As a vector space, the Lie algebra $sl(2, \mathbb{ C })$ is 3-dimensional, i.e. it has 3 generators. In general $sl(n , \mathbb{ C })$ is a $(n^{2} - 1)$-dimensional Lie algebra. The Lorentz algebra is 6-dimensional because of the relation
$$so(1,3) \sim sl(2 , \mathbb{ C }) \oplus sl(2 , \mathbb{ C })$$

Sam

18. Dec 19, 2012

### dextercioby

Sam,

sl(2,C) is 3-dimensional only when viewed as a vector space over the field of complex numbers. When viewed as a vector space over the field of real numbers, it's 6 dimensional. The correct Lie algebra isomorphisms are

$$\mbox{so(1,3)} \simeq \mbox{sl}(2,\mathbb{C}) \simeq \mbox{su(2)} \oplus \mbox{su(2)}$$

$$\mbox{so(1,3)}_{C} \simeq \mbox{su(2)} \oplus \mbox{su(2)}$$

19. Dec 19, 2012

### dextercioby

Actually, to assign the name <spin> to a particular weight (n+m)/2 of a finite-dimensional irreducible representation of SL(2,C) is quite confusing, since it automatically raises the question whether and how this number is linked to the eigenvalues of the squared Pauli-Lubanskii 4 vector (operator) when evaluated in the <particle's> own reference frame (if any).
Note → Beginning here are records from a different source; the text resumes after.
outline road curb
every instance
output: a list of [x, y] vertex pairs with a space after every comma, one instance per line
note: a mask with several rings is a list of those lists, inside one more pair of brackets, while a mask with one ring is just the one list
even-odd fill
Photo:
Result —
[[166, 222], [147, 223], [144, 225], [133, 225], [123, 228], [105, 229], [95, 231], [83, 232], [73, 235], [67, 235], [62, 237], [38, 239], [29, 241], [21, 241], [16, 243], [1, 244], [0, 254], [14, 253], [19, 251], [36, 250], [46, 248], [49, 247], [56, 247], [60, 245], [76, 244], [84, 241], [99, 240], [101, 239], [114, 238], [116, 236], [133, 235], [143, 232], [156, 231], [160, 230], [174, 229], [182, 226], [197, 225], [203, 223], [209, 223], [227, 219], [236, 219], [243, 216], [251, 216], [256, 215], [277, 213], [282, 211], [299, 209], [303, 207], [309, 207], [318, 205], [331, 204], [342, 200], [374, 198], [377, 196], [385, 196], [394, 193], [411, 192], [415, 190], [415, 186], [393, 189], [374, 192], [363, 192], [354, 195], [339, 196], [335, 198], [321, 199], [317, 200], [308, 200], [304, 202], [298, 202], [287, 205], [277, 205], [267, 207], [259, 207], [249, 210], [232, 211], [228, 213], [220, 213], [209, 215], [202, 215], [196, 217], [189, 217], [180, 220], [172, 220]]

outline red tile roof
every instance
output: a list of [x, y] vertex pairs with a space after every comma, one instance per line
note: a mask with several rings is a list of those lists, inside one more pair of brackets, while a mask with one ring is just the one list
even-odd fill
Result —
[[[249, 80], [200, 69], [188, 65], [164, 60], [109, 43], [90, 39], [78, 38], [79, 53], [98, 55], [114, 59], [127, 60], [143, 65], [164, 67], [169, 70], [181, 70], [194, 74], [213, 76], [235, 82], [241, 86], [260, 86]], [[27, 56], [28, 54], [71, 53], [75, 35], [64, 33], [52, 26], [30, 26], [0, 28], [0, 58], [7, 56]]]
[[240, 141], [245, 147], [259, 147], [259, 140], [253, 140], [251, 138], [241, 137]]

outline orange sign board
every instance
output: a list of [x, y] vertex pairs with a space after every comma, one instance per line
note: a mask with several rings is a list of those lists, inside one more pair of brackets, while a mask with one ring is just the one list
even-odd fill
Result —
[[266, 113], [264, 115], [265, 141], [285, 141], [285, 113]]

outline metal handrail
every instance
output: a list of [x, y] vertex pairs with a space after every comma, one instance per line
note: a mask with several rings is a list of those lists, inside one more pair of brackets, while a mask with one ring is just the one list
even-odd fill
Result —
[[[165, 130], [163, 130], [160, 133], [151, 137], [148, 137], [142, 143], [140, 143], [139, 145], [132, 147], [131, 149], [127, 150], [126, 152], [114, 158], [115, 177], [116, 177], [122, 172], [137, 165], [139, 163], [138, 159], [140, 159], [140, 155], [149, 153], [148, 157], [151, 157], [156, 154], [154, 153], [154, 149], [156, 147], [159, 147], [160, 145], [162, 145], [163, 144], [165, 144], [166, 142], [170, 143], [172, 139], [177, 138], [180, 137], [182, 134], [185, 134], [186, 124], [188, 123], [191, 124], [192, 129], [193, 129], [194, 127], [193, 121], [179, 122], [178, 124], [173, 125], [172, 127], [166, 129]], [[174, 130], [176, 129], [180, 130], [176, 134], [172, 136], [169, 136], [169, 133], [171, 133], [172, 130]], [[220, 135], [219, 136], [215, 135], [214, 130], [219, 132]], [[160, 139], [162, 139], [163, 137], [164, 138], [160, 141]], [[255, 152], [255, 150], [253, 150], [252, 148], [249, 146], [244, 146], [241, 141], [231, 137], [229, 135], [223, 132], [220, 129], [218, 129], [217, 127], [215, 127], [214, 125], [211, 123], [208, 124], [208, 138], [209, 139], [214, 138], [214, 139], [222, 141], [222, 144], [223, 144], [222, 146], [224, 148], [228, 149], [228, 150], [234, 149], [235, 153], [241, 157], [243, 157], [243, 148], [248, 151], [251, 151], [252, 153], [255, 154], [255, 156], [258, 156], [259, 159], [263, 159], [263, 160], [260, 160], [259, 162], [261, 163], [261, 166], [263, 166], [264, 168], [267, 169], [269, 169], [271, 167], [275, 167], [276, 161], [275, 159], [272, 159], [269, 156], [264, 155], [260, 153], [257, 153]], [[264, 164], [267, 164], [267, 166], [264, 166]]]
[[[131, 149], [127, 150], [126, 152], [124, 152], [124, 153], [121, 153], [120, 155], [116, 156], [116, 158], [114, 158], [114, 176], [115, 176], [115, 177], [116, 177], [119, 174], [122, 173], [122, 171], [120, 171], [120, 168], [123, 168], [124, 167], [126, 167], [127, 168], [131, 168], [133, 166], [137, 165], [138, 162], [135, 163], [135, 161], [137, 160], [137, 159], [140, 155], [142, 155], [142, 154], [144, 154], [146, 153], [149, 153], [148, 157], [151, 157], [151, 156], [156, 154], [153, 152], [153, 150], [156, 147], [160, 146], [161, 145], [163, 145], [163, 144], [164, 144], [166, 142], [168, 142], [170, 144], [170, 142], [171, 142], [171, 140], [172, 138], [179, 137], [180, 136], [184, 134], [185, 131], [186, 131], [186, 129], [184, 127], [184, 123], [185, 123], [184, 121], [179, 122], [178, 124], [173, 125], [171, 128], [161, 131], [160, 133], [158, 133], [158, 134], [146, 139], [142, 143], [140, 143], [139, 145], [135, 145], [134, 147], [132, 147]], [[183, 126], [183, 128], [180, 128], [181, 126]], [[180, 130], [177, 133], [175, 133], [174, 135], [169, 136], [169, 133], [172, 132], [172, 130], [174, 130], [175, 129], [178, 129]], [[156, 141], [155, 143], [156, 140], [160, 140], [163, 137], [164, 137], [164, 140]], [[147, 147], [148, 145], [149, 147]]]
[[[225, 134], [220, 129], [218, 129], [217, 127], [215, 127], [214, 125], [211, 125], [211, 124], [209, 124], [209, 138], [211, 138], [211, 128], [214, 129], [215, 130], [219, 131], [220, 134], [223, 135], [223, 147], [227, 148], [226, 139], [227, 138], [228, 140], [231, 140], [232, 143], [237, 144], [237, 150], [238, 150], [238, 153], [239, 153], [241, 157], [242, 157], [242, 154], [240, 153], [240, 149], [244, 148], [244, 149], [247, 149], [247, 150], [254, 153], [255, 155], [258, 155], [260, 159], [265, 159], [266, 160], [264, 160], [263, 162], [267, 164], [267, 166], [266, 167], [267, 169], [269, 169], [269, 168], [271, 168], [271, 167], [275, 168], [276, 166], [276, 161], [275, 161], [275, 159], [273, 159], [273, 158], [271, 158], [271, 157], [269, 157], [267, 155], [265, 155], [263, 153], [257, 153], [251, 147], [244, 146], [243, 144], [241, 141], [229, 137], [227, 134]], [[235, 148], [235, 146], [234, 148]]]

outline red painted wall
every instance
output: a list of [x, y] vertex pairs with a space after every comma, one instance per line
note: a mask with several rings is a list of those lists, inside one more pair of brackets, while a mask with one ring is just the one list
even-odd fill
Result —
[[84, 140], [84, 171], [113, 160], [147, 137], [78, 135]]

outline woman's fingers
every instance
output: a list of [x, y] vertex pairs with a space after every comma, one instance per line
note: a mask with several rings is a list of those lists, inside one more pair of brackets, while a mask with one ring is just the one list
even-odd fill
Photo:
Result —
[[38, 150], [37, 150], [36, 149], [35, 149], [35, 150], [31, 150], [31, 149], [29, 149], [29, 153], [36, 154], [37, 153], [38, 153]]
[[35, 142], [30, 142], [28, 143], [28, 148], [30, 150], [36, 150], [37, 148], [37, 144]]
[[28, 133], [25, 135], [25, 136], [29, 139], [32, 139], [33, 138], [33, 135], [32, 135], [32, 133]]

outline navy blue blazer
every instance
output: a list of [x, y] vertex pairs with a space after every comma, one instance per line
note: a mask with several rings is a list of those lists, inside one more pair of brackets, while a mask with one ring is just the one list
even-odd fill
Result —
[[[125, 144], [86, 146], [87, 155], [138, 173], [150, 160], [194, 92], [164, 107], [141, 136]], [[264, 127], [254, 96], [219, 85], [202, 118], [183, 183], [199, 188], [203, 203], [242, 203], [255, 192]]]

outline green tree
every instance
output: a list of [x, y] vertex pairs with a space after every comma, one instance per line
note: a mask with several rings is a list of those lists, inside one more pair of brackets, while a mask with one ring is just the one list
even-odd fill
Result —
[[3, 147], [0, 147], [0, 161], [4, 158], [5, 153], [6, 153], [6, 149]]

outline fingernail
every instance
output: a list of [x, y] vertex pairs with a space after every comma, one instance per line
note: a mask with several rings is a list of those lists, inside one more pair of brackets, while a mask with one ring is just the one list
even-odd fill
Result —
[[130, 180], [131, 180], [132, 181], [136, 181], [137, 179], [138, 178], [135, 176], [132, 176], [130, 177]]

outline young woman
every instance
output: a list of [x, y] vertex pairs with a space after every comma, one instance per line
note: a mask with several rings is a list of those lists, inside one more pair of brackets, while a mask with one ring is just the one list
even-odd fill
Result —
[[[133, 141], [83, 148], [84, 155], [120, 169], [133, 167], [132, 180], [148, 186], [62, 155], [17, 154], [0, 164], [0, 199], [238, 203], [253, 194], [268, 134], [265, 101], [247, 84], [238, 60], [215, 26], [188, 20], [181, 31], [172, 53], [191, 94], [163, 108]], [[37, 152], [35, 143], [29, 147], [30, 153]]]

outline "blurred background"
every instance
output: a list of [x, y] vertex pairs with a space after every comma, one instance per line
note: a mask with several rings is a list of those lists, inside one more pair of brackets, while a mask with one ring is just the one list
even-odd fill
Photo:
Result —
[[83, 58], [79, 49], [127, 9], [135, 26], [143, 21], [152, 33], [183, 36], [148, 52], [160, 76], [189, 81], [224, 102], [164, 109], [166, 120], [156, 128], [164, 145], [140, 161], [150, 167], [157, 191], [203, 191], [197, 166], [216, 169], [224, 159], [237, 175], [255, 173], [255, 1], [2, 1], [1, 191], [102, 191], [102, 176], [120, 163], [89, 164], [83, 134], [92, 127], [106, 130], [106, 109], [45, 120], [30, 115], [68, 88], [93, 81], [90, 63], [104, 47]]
If you can link these 2 numbers (by a proof), then you're guaranteed to be correct when using the word 'spin' when discussing the representation theory of SL(2,C). Else, you should call that number by the name it bears in mathematics, weight.

20. Dec 19, 2012

### Zoot

Let me add my 2 cents worth, as this may help answer the original question in a simplistic manner (which is usually the way I think, unfortunately!). Let's say we have 3 types of fields: Scalar, Vector, and Spinor. We wish to look at these types of fields in another coordinate system (e.g. one that has been boosted and/or rotated). Now the scalar field is the simplest case, since it consists of just a single number at each point in space. So all we have to do is transform the coordinates of the field and we're done. The generators for such transformations are the orbital angular momentum operators Lαβ where the L0i generate boosts and the Lij generate rotations. For scalar fields there is no spin, so Jαβ = Lαβ. Now take a vector field and look at it from the same rotated/boosted coordinate frame. The vector field has 4 components at each point in spacetime. So just transforming the coordinates of where each vector is located is not enough. We also have to ROTATE/BOOST the vector which means mixing the COMPONENTS of the vector accordingly, as the components will be different in the new frame. So what operator mixes the components? The spin operators Sαβ. And the S0i mix the components for coordinate boosts, while the Sij mix the components for coordinate rotations. So the total angular momentum operator needed is equal to orbital angular momentum (to transform the coordinates) plus spin angular momentum (to mix the components): Jαβ = Lαβ + Sαβ. This means vector fields (particles) have spin, and it is not that difficult to show that for vector fields s = 1 by doing some work with the spin matrices. Now you are probably aware that Dirac spinors transform differently than vectors, thus the spin matrices for Dirac 4-spinor fields are different than for 4-vector fields, but again the operator needed is Jαβ = Lαβ + Sαβ, where again L transforms the coordinates (of where each spinor is located in the new frame) and S mixes the components (boosts/rotates the spinor itself). And these spin matrices for Dirac fields can be used to show that s = 1/2 for this field.